Centrum voor Teksteditie en Bronnenstudie
Centre for Scholarly Editing and Document Studies
a research centre of the Royal Academy of Dutch Language and Literature
6. Correlations of logical and physical structures
The encoding of letters, and primary manuscript materials in general, can be problematic for XML-based encoding schemes like TEI and DALF. The problem arises out of one of the premises of XML, namely the conception of a document as an Ordered Hierarchy of Content Objects (OHCO). This requires documents to take on a properly nesting hierarchy of container elements. This means that elements can only contain true subsets of other elements, like for example:
<a>... <b>...</b> </a>Overlapping start and end tags, like in the following example, are illegal:
<a>... <b>... </a> </b>In contrast to XML documents, real-life texts seldom satisfy this qualification. Still, with a minimal degree of abstraction, many textual features can be mapped onto properly nesting XML structures without great difficulties. Yet, (modern) primary manuscript materials have a very concrete nature, containing all of the peculiarities of the draft stage like deletions, scribbles, scars,... that are filtered out from the final form of nicely laid-out print texts. Since the TEI scheme is aimed preliminary at the representation of logical structure, problems of overlap will easily appear when encoding the logical and physical aspects of manuscript materials.

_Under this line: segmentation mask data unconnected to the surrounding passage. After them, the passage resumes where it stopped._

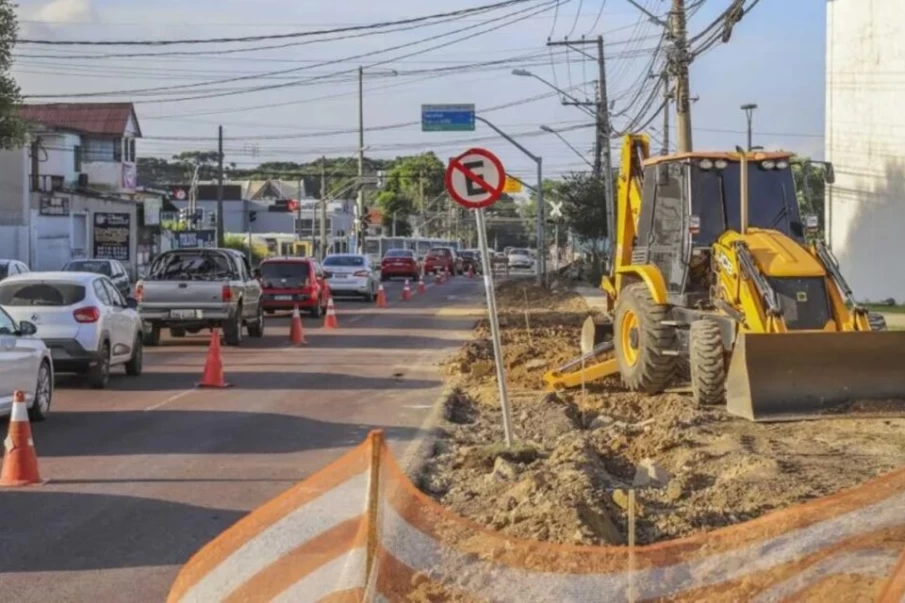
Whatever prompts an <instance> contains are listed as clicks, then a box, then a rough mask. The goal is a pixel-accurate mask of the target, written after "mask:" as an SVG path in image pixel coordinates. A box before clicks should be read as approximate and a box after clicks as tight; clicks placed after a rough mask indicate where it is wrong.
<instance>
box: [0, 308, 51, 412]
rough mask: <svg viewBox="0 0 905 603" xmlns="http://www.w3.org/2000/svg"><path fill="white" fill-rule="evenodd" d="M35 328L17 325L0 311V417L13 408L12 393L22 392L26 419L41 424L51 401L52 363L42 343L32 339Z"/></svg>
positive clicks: (34, 338)
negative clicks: (27, 413) (25, 406)
mask: <svg viewBox="0 0 905 603" xmlns="http://www.w3.org/2000/svg"><path fill="white" fill-rule="evenodd" d="M36 330H37V329H36V327H35V325H33V324H32V323H30V322H28V321H21V322H19V323H17V322H16V321H15V320H13V319H12V317H11V316H10V315H9V314H7V312H6V311H5V310H4V309H3V308H0V417H2V416H6V415H8V414H9V413H10V412H11V411H12V408H13V393H14V392H15V391H16V390H18V391H22V392H25V402H26V403H27V404H28V416H29V418H30V419H31V420H32V421H43V420H44V419H46V418H47V413H48V412H50V403H51V401H52V400H53V362H52V361H51V358H50V350H48V349H47V346H45V345H44V342H43V341H41V340H40V339H38V338H37V337H34V334H35V332H36Z"/></svg>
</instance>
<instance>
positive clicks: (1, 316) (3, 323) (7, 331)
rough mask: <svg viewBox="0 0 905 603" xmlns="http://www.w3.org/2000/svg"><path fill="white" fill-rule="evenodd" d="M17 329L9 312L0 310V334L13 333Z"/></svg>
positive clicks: (0, 334)
mask: <svg viewBox="0 0 905 603" xmlns="http://www.w3.org/2000/svg"><path fill="white" fill-rule="evenodd" d="M17 330H18V329H16V323H15V322H14V321H13V319H12V318H10V317H9V314H7V313H6V312H4V311H3V310H0V335H15V334H16V331H17Z"/></svg>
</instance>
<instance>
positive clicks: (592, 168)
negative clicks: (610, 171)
mask: <svg viewBox="0 0 905 603" xmlns="http://www.w3.org/2000/svg"><path fill="white" fill-rule="evenodd" d="M540 129H541V130H543V131H544V132H547V133H548V134H553V135H554V136H556V137H557V138H559V139H560V140H561V141H563V142H564V143H565V145H566V146H567V147H569V148H570V149H572V151H573V152H574V153H575V154H576V155H578V156H579V157H581V160H582V161H584V162H585V163H586V164H588V167H589V168H591V169H594V164H592V163H591V162H590V161H588V158H587V157H585V156H584V155H583V154H582V153H581V151H579V150H578V149H576V148H575V147H573V146H572V144H571V143H570V142H569V141H568V140H566V137H565V136H563V135H562V134H560V133H559V132H557V131H556V130H554V129H553V128H551V127H550V126H541V127H540Z"/></svg>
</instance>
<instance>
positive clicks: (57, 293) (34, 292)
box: [0, 281, 85, 307]
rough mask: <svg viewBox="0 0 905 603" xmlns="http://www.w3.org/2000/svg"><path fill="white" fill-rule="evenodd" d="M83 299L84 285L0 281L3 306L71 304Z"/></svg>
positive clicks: (0, 296)
mask: <svg viewBox="0 0 905 603" xmlns="http://www.w3.org/2000/svg"><path fill="white" fill-rule="evenodd" d="M84 299H85V287H83V286H82V285H76V284H72V283H40V282H34V281H14V282H5V283H0V305H3V306H11V307H15V306H71V305H73V304H77V303H79V302H80V301H82V300H84Z"/></svg>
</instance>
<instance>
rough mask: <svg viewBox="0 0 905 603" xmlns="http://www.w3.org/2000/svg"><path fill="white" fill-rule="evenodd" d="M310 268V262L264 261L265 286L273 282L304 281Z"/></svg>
mask: <svg viewBox="0 0 905 603" xmlns="http://www.w3.org/2000/svg"><path fill="white" fill-rule="evenodd" d="M309 272H310V270H309V267H308V262H264V263H263V264H261V278H262V279H263V280H264V283H265V286H268V285H269V284H270V283H272V282H274V281H275V282H276V283H280V282H282V281H286V282H287V283H290V282H292V283H304V282H306V281H307V280H308V274H309Z"/></svg>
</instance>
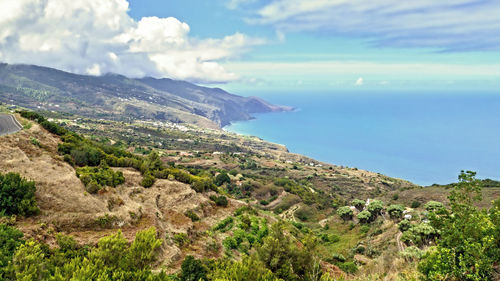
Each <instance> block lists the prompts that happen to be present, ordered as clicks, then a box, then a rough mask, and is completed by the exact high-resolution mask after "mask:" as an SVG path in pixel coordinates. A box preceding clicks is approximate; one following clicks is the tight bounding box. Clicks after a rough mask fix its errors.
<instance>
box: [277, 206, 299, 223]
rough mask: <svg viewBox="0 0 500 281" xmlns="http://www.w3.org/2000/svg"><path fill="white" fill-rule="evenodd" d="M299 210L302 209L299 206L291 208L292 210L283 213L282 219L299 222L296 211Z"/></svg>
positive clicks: (292, 206) (295, 206) (289, 210)
mask: <svg viewBox="0 0 500 281" xmlns="http://www.w3.org/2000/svg"><path fill="white" fill-rule="evenodd" d="M299 208H300V206H299V204H295V205H293V206H292V207H290V209H288V210H286V211H285V212H283V213H282V214H281V215H280V217H281V218H282V219H285V220H289V221H294V222H297V220H296V219H295V211H297V210H298V209H299Z"/></svg>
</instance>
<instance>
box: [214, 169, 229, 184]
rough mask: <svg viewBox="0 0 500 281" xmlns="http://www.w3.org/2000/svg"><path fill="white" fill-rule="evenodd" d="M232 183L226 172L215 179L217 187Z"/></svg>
mask: <svg viewBox="0 0 500 281" xmlns="http://www.w3.org/2000/svg"><path fill="white" fill-rule="evenodd" d="M230 182H231V178H229V176H228V175H227V173H226V172H224V173H220V174H218V175H217V176H216V177H215V181H214V183H215V185H217V186H221V185H223V184H225V183H230Z"/></svg>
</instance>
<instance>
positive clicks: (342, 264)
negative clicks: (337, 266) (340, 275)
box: [337, 261, 358, 274]
mask: <svg viewBox="0 0 500 281" xmlns="http://www.w3.org/2000/svg"><path fill="white" fill-rule="evenodd" d="M337 266H338V267H339V268H340V269H342V271H344V272H345V273H351V274H353V273H356V272H358V267H357V266H356V264H355V263H354V262H352V261H348V262H343V263H337Z"/></svg>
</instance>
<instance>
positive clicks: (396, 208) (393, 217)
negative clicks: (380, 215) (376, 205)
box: [387, 204, 405, 219]
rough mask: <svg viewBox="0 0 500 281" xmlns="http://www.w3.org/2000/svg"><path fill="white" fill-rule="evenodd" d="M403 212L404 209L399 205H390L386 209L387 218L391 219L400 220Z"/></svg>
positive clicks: (401, 216)
mask: <svg viewBox="0 0 500 281" xmlns="http://www.w3.org/2000/svg"><path fill="white" fill-rule="evenodd" d="M404 210H405V207H404V206H402V205H399V204H395V205H390V206H389V207H387V213H389V216H391V218H392V219H401V217H402V216H403V212H404Z"/></svg>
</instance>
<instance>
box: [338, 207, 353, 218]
mask: <svg viewBox="0 0 500 281" xmlns="http://www.w3.org/2000/svg"><path fill="white" fill-rule="evenodd" d="M337 214H338V215H339V216H340V217H341V218H342V219H343V220H344V221H347V220H350V219H352V216H353V214H354V212H353V211H352V210H351V208H349V206H344V207H340V208H338V209H337Z"/></svg>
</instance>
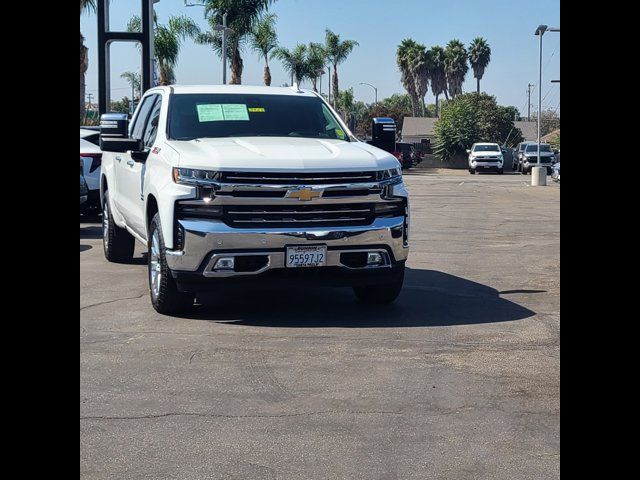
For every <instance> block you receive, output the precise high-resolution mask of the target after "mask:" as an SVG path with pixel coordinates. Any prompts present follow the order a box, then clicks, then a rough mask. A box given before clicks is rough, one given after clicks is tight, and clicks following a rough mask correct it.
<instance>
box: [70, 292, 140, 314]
mask: <svg viewBox="0 0 640 480" xmlns="http://www.w3.org/2000/svg"><path fill="white" fill-rule="evenodd" d="M145 295H147V292H144V293H141V294H140V295H138V296H136V297H122V298H116V299H114V300H106V301H104V302H98V303H91V304H89V305H85V306H84V307H80V311H82V310H85V309H87V308H91V307H98V306H100V305H106V304H108V303H115V302H120V301H122V300H135V299H136V298H142V297H144V296H145Z"/></svg>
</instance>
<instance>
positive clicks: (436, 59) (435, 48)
mask: <svg viewBox="0 0 640 480" xmlns="http://www.w3.org/2000/svg"><path fill="white" fill-rule="evenodd" d="M445 58H446V57H445V50H444V48H442V47H441V46H440V45H435V46H433V47H431V48H430V49H429V56H428V60H429V79H430V80H431V93H433V95H434V97H436V104H435V105H436V112H435V116H436V117H437V116H438V115H439V108H440V107H439V102H438V97H439V96H440V95H441V94H443V93H444V95H445V98H447V99H448V98H449V96H448V94H447V72H446V63H445Z"/></svg>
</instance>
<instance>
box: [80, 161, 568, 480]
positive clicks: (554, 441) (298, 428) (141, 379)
mask: <svg viewBox="0 0 640 480" xmlns="http://www.w3.org/2000/svg"><path fill="white" fill-rule="evenodd" d="M425 172H426V171H425ZM425 172H422V173H420V174H409V175H407V176H406V182H407V184H408V186H409V189H410V193H411V202H412V203H411V213H412V232H411V253H410V256H409V260H408V262H407V267H408V269H409V270H408V272H407V276H406V278H405V287H404V289H403V292H402V293H401V295H400V297H399V298H398V300H397V302H396V303H395V304H394V305H393V306H390V307H385V308H380V307H363V306H360V305H359V304H357V303H356V301H355V298H354V296H353V295H352V292H351V291H350V290H347V289H317V290H312V291H310V290H309V289H304V287H303V286H301V287H300V288H299V289H298V290H297V291H291V290H290V289H288V290H285V291H283V290H281V289H278V288H277V286H271V285H269V286H265V290H262V291H245V292H234V293H232V294H229V295H225V296H212V297H206V298H202V299H199V300H198V302H199V303H200V304H199V305H196V307H195V309H194V311H193V312H192V313H191V314H189V315H186V316H183V317H180V318H178V317H167V316H162V315H159V314H157V313H155V311H154V310H153V309H152V307H151V304H150V301H149V298H148V295H149V294H148V284H147V276H146V266H145V259H144V258H143V257H142V250H143V249H142V247H141V246H138V248H137V254H136V259H135V262H134V264H132V265H118V264H110V263H107V262H106V260H105V259H104V256H103V252H102V240H101V229H100V225H99V223H97V219H96V218H93V219H91V218H89V219H84V221H83V219H82V218H81V222H80V272H81V288H80V373H81V375H80V413H81V420H80V447H81V448H80V461H81V463H80V468H81V477H82V478H84V479H106V478H109V479H165V478H171V479H204V478H207V479H235V478H237V479H245V478H250V479H262V478H265V479H289V478H295V479H309V478H319V479H320V478H321V479H334V478H335V479H346V478H349V479H351V478H358V479H414V478H415V479H423V478H430V479H485V478H486V479H488V478H491V479H505V480H507V479H509V480H511V479H516V478H517V479H536V480H537V479H543V478H544V479H550V478H558V477H559V465H560V458H559V452H560V446H559V443H560V427H559V382H560V375H559V365H560V359H559V340H560V316H559V306H560V285H559V281H560V186H559V185H558V184H555V183H553V182H551V181H550V179H549V182H548V183H549V185H548V186H547V187H530V186H529V185H528V184H529V183H530V181H531V177H529V176H526V177H524V176H521V175H511V174H505V175H469V174H468V172H466V171H455V172H448V173H438V174H431V173H425Z"/></svg>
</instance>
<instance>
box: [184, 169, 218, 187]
mask: <svg viewBox="0 0 640 480" xmlns="http://www.w3.org/2000/svg"><path fill="white" fill-rule="evenodd" d="M219 180H220V172H216V171H213V170H199V169H196V168H178V167H173V181H174V182H176V183H181V184H184V185H196V186H197V185H200V186H202V185H213V184H215V183H217V182H218V181H219Z"/></svg>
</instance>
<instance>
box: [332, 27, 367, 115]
mask: <svg viewBox="0 0 640 480" xmlns="http://www.w3.org/2000/svg"><path fill="white" fill-rule="evenodd" d="M358 45H359V43H358V42H356V41H355V40H345V41H343V42H341V41H340V35H338V34H336V33H333V32H332V31H331V30H329V29H328V28H327V29H326V30H325V46H324V49H325V52H326V55H327V60H329V62H331V65H332V66H333V99H334V100H333V102H334V106H335V101H336V99H337V98H338V91H339V89H338V64H339V63H342V62H344V61H345V60H346V59H347V57H348V56H349V54H350V53H351V51H352V50H353V49H354V47H356V46H358Z"/></svg>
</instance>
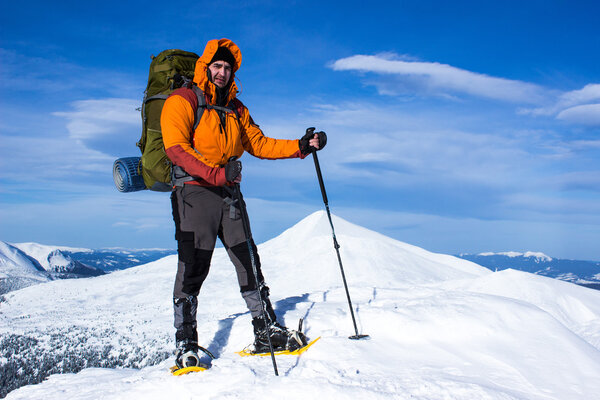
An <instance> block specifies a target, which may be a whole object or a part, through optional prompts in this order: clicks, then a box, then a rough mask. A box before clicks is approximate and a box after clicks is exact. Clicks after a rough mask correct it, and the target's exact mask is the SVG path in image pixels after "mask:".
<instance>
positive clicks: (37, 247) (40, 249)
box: [12, 242, 93, 271]
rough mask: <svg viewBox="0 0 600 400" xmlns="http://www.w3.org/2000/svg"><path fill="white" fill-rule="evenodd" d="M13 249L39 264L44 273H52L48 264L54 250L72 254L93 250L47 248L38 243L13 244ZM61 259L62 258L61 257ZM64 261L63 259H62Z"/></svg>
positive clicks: (16, 243) (76, 248)
mask: <svg viewBox="0 0 600 400" xmlns="http://www.w3.org/2000/svg"><path fill="white" fill-rule="evenodd" d="M12 245H13V246H14V247H16V248H18V249H19V250H21V251H22V252H23V253H26V254H28V255H29V256H31V257H33V258H35V259H36V260H37V261H38V262H39V263H40V264H41V266H42V267H43V268H44V269H45V270H46V271H52V264H51V263H50V258H51V257H50V255H51V254H52V253H54V252H56V250H60V251H68V252H72V253H76V252H82V253H83V252H91V251H93V250H91V249H85V248H77V247H66V246H49V245H43V244H39V243H31V242H28V243H13V244H12ZM61 258H63V257H61ZM63 260H64V258H63ZM57 261H58V262H59V263H60V262H61V261H60V260H59V259H57ZM64 262H65V263H67V264H68V261H67V260H64ZM60 265H66V264H60Z"/></svg>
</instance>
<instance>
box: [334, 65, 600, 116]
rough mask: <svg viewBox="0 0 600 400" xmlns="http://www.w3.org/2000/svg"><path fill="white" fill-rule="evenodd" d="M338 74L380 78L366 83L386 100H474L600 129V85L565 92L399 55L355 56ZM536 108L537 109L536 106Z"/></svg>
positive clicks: (339, 65)
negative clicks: (371, 87) (595, 126)
mask: <svg viewBox="0 0 600 400" xmlns="http://www.w3.org/2000/svg"><path fill="white" fill-rule="evenodd" d="M330 67H331V68H332V69H333V70H335V71H358V72H362V73H373V74H378V75H379V76H378V78H372V77H371V78H368V79H367V80H366V81H365V82H366V83H367V84H369V85H373V86H375V87H377V89H378V91H379V93H380V94H382V95H425V96H436V97H446V98H457V97H460V96H474V97H480V98H486V99H493V100H499V101H504V102H510V103H516V104H521V105H527V104H529V105H530V106H529V108H527V107H523V106H521V108H519V109H518V110H517V112H518V113H519V114H521V115H532V116H550V117H554V118H556V119H558V120H561V121H565V122H568V123H570V124H581V125H589V126H598V125H600V84H595V83H590V84H588V85H586V86H584V87H583V88H582V89H578V90H573V91H568V92H563V91H560V90H556V89H551V88H547V87H544V86H540V85H536V84H533V83H529V82H524V81H519V80H512V79H506V78H501V77H494V76H490V75H486V74H482V73H477V72H472V71H468V70H465V69H461V68H457V67H454V66H451V65H448V64H441V63H437V62H423V61H415V60H412V59H410V58H409V57H407V56H399V55H397V54H394V53H383V54H378V55H355V56H351V57H346V58H342V59H339V60H337V61H335V62H333V63H332V64H331V65H330ZM532 106H536V107H533V108H532Z"/></svg>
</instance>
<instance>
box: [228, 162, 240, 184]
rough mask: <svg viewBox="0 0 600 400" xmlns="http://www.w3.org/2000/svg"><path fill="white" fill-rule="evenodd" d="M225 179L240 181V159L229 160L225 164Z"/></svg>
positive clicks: (239, 181)
mask: <svg viewBox="0 0 600 400" xmlns="http://www.w3.org/2000/svg"><path fill="white" fill-rule="evenodd" d="M225 179H227V182H231V183H240V182H241V181H242V162H241V161H237V160H231V161H229V162H228V163H227V164H225Z"/></svg>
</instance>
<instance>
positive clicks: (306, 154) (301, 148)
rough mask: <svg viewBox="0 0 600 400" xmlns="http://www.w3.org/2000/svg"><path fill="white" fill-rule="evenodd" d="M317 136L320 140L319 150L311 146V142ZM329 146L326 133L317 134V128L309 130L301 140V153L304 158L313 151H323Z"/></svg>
mask: <svg viewBox="0 0 600 400" xmlns="http://www.w3.org/2000/svg"><path fill="white" fill-rule="evenodd" d="M315 135H317V138H318V139H319V148H318V149H316V148H314V147H313V146H311V145H310V144H309V141H310V140H311V139H313V138H314V137H315ZM326 144H327V134H326V133H325V132H322V131H321V132H315V128H308V129H307V130H306V133H305V134H304V136H302V138H301V139H300V144H299V146H300V152H301V153H302V155H303V156H305V155H307V154H310V153H312V152H313V151H318V150H321V149H322V148H323V147H325V145H326Z"/></svg>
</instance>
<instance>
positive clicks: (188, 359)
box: [175, 340, 200, 368]
mask: <svg viewBox="0 0 600 400" xmlns="http://www.w3.org/2000/svg"><path fill="white" fill-rule="evenodd" d="M199 364H200V356H198V342H195V341H191V340H184V341H181V342H179V343H178V344H177V351H176V354H175V365H177V366H178V367H179V368H186V367H196V366H198V365H199Z"/></svg>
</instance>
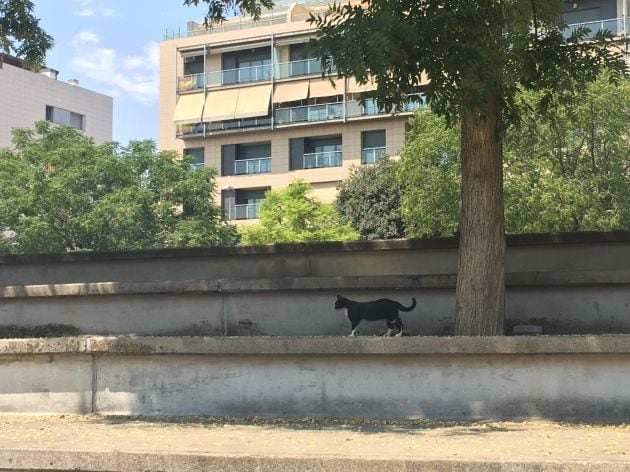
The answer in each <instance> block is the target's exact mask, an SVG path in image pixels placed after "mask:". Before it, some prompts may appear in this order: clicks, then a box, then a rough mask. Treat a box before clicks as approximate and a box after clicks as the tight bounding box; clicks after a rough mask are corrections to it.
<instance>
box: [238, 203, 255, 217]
mask: <svg viewBox="0 0 630 472" xmlns="http://www.w3.org/2000/svg"><path fill="white" fill-rule="evenodd" d="M259 206H260V203H246V204H244V205H234V219H236V220H255V219H257V218H258V207H259Z"/></svg>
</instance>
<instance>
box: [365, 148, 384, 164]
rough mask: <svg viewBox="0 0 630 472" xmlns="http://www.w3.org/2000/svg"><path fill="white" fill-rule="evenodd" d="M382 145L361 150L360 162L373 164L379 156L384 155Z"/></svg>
mask: <svg viewBox="0 0 630 472" xmlns="http://www.w3.org/2000/svg"><path fill="white" fill-rule="evenodd" d="M386 154H387V153H386V151H385V148H384V147H376V148H365V149H363V150H362V151H361V163H362V164H374V163H375V162H376V161H377V160H378V159H379V158H381V157H384V156H385V155H386Z"/></svg>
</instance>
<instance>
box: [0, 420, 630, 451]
mask: <svg viewBox="0 0 630 472" xmlns="http://www.w3.org/2000/svg"><path fill="white" fill-rule="evenodd" d="M0 450H55V451H86V452H88V451H89V452H111V451H118V452H145V453H146V452H159V453H177V454H204V455H206V454H208V455H221V456H245V455H247V456H275V457H343V458H361V459H370V458H373V459H384V458H397V459H399V460H400V459H402V460H404V459H427V460H437V459H442V460H446V459H460V460H461V459H466V460H510V461H523V462H527V461H538V460H554V461H557V460H575V461H581V460H590V461H615V462H616V461H619V462H628V463H630V425H627V424H619V425H597V424H569V423H554V422H546V421H527V422H487V423H478V422H448V421H447V422H444V421H424V420H418V421H403V422H384V421H370V420H346V421H344V420H336V421H326V420H320V419H316V418H304V419H291V420H287V419H262V418H249V419H232V418H208V417H104V416H75V415H57V416H13V415H0Z"/></svg>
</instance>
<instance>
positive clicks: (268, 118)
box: [206, 118, 271, 133]
mask: <svg viewBox="0 0 630 472" xmlns="http://www.w3.org/2000/svg"><path fill="white" fill-rule="evenodd" d="M261 126H271V118H242V119H239V120H230V121H220V122H218V123H208V125H207V128H206V129H207V131H208V132H209V133H216V132H217V131H230V130H239V129H245V128H258V127H261Z"/></svg>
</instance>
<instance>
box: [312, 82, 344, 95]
mask: <svg viewBox="0 0 630 472" xmlns="http://www.w3.org/2000/svg"><path fill="white" fill-rule="evenodd" d="M336 86H337V88H335V87H333V86H332V84H331V83H330V81H329V80H328V79H321V80H311V83H310V91H309V97H311V98H317V97H332V96H335V95H343V82H342V81H341V80H338V81H337V82H336Z"/></svg>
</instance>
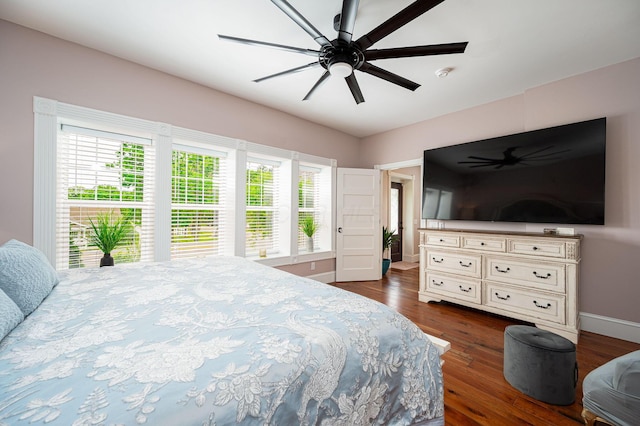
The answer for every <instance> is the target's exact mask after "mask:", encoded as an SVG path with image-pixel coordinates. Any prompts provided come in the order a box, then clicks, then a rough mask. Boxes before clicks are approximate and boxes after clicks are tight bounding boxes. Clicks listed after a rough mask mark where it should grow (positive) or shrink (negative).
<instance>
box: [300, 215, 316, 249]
mask: <svg viewBox="0 0 640 426" xmlns="http://www.w3.org/2000/svg"><path fill="white" fill-rule="evenodd" d="M300 229H301V230H302V233H303V234H304V235H306V236H307V251H308V252H313V234H315V233H316V231H317V230H318V222H316V219H315V218H314V217H313V216H305V217H304V218H302V222H300Z"/></svg>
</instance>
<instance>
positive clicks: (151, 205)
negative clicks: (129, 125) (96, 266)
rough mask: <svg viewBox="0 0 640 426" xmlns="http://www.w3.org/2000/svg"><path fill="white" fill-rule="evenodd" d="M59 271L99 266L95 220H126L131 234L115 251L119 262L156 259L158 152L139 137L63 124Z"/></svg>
mask: <svg viewBox="0 0 640 426" xmlns="http://www.w3.org/2000/svg"><path fill="white" fill-rule="evenodd" d="M56 164H57V167H56V169H57V178H56V183H57V184H56V188H57V190H56V268H57V269H66V268H79V267H89V266H97V265H99V263H100V258H101V257H102V255H103V254H102V252H101V251H100V250H99V249H98V248H96V247H95V246H92V245H91V233H92V227H91V222H92V221H93V222H94V223H96V222H97V221H98V218H99V216H100V215H109V216H110V217H111V218H112V219H116V218H119V217H121V218H123V219H124V220H126V221H127V222H128V224H129V232H128V234H127V236H126V237H125V238H124V240H123V242H122V243H121V244H120V245H119V246H118V247H117V248H116V249H115V250H114V251H113V252H112V253H111V256H112V257H114V259H115V261H116V263H127V262H136V261H141V260H153V223H154V217H153V214H154V213H153V195H154V188H153V185H154V173H155V170H154V167H155V152H154V146H153V144H152V141H151V140H149V139H144V138H139V137H136V136H129V135H121V134H117V133H109V132H104V131H100V130H94V129H83V128H78V127H72V126H66V125H63V126H61V128H60V129H59V132H58V146H57V159H56Z"/></svg>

This example contains logical-physical structures (2 paragraphs, 1 addition), mixed with more logical structures (1 name), and purely physical structures (the shifts in writing direction and paper). Because of the various overlaps, the encoding of this fragment according to the TEI scheme is not straightforward. Chapter 31. Multiple Hierarchies of the TEI P4 Guidelines suggests some strategies to overcome the problem of overlap in the XML version of the TEI DTD. They can be summarised along 3 principles:
Applied to this (admittedly, rather complex, but still short) example, it is clear that options 2 and 3 would proof very unwieldy, resulting either in a plethora of split structures or different encodings. Although syntactically correct from a technical point of view, neither of these approaches seems to produce a faithful representation in the markup of a theoretical view on text that sees those structural levels functioning in a continuum. Therefore, in the design of the DALF DTD, we opted for the first solution: encoding overlapping hierarchies with empty elements. In view of the difficulties that exist with the processing of empty elements, this strategy has to be minimised as much as possible, however. The above-mentioned bias of the TEI scheme towards logical structures provided a good rationale. Most of the logical structures in the example can be encoded with existing TEI elements. No TEI elements exist however to mark the start and end of physical materials that contain those logical structures. The <pb /> TEI element (see http://www.tei-c.org/P4X/ref-PAGEBR.html) is not adequate as its semantics restrict it to the marking of page sides in a book. Therefore, the DALF DTD has been augmented with a mechanism to express a minimal ‘layer’ view on documents, in a way that avoids both the possibility of overlap with the encoding of logical structures, and also an overgeneralised use of empty elements. This means that a letter can be seen as a complex of physical layers, pieces of physical containers for the logical structures. When different layers are distinguished, their boundaries can be indicated with empty elements that do not disturb the proper nesting of other elements.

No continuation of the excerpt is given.